Descartes 1963 [1637] : 2-3

En suivant le chemin tracé par Guillaume Devin dans la forêt parfois très ombrageuse de l’analyse des relations internationales, nous avons cherché à faire ressortir ce qui en a constitué la boussole au long d’une riche carrière d’enseignant-chercheur. Nous avons d’abord souligné une posture aronienne dans le fait d’entretenir une exigence de dialogue critique entre théories des relations internationales et théories sociologiques. Nous avons ensuite exposé que cette posture ne pouvait se confondre avec la sociologie de Raymond Aron, d’inspiration plus wébérienne. La sociologie des relations internationales pratiquée par Guillaume Devin s’inspire bien davantage d’une « sociologie relationnelle » qui rassemble des auteurs aussi divers que Simmel, Elias ou Goffman. Elle prête une attention prioritaire aux interdépendances et aux dynamiques d’intégration, aux règles du jeu et à leur ritualisation, à l’ambivalence des ruptures et à l’évolution des formes de la guerre comme manifestation de la civilisation des moeurs. Elle est aussi une sociologie multi-située de l’institutionnalisation des droits des immigrés et des réfugiés, attentive au continuum entre asile et immigration en fonction des phases de dépolitisation et de politisation du sujet, de la diplomatie et de l’acceptation du phénomène dans l’opinion publique, à la déconstruction des catégories entre migrants forcés et volontaires, individuels et collectifs, politiques et économiques.

Nous avons également mis en exergue un goût constant pour l’enquête et une forte capacité à le transmettre dans un champ d’études où il n’est pas partagé par tous.

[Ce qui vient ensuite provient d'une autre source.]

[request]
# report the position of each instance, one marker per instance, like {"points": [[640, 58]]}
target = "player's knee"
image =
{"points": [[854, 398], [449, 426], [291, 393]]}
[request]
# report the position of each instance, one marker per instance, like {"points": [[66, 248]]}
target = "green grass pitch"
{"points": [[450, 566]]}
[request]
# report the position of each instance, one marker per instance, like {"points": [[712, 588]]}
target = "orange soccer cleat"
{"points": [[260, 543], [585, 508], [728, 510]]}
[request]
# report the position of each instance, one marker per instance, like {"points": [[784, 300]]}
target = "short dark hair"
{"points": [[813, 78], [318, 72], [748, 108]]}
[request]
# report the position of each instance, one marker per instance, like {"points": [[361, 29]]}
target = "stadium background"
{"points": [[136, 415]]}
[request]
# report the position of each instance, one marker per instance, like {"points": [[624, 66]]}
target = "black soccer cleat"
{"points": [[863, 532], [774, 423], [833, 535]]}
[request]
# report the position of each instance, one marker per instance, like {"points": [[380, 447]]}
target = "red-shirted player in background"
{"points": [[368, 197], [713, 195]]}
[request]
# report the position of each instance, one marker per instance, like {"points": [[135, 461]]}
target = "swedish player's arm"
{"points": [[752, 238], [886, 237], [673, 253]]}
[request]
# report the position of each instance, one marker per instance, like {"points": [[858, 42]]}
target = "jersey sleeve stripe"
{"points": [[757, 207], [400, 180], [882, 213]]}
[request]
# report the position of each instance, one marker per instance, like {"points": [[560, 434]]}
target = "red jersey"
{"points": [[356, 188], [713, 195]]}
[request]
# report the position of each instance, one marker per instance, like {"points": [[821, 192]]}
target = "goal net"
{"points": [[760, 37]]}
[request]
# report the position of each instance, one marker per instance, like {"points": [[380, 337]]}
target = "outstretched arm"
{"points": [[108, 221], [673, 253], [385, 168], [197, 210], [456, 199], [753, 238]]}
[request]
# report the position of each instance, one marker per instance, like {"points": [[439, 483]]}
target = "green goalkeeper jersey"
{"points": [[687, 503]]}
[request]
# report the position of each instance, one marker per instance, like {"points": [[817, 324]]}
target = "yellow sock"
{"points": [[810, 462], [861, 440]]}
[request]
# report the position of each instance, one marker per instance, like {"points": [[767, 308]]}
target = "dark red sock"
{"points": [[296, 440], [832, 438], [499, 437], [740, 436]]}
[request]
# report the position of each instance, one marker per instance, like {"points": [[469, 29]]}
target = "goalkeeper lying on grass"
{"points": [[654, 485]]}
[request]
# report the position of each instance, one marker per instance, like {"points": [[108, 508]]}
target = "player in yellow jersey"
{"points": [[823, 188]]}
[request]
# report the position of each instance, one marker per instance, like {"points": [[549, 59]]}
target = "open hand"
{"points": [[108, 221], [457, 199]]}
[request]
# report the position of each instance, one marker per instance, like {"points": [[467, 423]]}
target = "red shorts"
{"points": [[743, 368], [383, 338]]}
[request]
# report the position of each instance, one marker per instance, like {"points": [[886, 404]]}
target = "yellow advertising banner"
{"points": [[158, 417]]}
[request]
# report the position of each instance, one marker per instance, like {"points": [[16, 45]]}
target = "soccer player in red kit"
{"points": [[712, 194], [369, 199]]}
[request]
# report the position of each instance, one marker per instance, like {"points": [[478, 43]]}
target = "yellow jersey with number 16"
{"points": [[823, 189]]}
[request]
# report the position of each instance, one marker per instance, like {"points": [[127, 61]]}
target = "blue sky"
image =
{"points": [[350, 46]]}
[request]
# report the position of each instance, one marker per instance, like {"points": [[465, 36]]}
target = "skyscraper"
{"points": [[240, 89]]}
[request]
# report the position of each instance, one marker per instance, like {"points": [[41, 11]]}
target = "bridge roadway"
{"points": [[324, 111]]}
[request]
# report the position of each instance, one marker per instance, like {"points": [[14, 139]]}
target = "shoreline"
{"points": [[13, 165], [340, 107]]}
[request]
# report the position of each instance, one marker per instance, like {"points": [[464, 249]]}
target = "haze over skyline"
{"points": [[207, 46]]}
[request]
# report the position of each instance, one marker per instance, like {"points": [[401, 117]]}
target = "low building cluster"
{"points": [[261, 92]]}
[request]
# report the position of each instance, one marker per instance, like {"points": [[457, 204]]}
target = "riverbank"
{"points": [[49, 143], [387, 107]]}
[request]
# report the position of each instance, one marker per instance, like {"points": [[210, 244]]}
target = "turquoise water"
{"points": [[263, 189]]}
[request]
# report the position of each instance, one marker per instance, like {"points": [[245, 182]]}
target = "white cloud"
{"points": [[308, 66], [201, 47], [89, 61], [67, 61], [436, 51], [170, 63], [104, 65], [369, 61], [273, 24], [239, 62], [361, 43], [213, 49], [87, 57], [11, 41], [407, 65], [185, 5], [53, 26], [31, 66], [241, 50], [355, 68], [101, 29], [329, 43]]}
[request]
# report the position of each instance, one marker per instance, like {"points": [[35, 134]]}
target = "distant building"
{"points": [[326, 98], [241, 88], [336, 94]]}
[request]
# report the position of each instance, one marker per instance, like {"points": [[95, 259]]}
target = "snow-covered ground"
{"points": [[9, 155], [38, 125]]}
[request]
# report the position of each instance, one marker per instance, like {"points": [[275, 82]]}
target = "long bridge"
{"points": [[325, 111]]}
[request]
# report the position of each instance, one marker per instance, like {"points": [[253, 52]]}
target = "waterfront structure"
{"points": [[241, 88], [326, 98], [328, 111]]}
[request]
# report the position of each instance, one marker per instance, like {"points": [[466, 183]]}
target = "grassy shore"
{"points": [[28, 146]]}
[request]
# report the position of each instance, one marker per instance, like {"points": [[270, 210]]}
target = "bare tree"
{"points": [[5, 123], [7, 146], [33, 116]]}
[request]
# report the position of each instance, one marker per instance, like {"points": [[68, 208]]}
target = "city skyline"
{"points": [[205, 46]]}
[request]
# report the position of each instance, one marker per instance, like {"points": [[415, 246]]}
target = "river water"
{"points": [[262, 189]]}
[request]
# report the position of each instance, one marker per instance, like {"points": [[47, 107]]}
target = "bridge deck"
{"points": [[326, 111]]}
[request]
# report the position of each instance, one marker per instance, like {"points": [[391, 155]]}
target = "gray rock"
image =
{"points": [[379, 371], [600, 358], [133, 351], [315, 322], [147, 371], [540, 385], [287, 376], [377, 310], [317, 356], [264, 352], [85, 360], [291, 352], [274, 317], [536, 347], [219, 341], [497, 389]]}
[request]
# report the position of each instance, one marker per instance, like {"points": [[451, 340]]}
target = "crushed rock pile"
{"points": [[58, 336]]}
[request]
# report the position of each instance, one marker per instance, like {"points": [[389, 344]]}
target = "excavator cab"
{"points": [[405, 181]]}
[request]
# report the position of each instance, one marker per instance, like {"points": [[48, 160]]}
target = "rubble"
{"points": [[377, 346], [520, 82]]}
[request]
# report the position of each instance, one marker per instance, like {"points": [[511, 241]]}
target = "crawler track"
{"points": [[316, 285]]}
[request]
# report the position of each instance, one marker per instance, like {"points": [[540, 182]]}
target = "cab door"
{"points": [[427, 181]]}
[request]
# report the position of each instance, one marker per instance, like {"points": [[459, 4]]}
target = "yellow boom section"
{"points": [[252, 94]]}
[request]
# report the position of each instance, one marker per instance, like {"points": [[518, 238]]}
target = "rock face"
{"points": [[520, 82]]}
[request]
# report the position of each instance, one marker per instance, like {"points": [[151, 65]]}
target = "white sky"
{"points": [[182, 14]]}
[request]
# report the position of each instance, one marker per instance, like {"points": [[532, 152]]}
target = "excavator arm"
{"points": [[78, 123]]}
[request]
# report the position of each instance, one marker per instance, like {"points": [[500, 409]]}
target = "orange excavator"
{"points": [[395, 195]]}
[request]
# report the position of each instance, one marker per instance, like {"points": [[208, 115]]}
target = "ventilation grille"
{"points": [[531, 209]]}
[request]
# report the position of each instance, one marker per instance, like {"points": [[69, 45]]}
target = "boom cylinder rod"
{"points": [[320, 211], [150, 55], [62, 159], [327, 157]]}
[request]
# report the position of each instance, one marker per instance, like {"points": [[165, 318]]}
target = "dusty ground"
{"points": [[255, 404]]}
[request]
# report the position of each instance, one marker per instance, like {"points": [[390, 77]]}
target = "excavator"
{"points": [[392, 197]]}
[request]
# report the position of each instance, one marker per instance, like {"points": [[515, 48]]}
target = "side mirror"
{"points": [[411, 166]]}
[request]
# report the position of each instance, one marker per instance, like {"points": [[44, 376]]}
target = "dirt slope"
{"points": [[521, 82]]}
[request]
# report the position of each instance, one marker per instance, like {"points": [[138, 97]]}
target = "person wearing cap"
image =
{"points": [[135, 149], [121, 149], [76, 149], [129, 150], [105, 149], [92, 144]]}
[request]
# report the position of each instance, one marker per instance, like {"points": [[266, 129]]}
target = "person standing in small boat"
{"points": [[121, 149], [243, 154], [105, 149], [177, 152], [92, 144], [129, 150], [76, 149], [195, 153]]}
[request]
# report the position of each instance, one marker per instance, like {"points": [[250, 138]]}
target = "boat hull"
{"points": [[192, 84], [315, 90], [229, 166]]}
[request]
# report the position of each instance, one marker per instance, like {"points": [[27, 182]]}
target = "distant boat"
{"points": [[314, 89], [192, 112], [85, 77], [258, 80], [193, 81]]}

Ce goût a permis à Guillaume Devin de se poser, tout au long de sa carrière, avec une certaine modestie, comme un passeur entre trois générations de chercheurs, ses fidèles collègues du ceri, porteurs d’une section d’études internationales de l’Association française de science politique (AFSP) postérieure au magistère exercé par Marcel Merle, les politistes et sociologues qu’il a formés ou accompagnés dans les années 1990 et 2000 et celles et ceux qu’il a encadrés dans les années 2010. En leur nom et en espérant porter un écho fidèle au chaleureux hommage qu’ils lui ont rendu à Sciences Po Paris en septembre 2022, nous le remercions vivement pour sa contribution et l’inspiration qu’elle nous donne pour poursuive ses réflexions.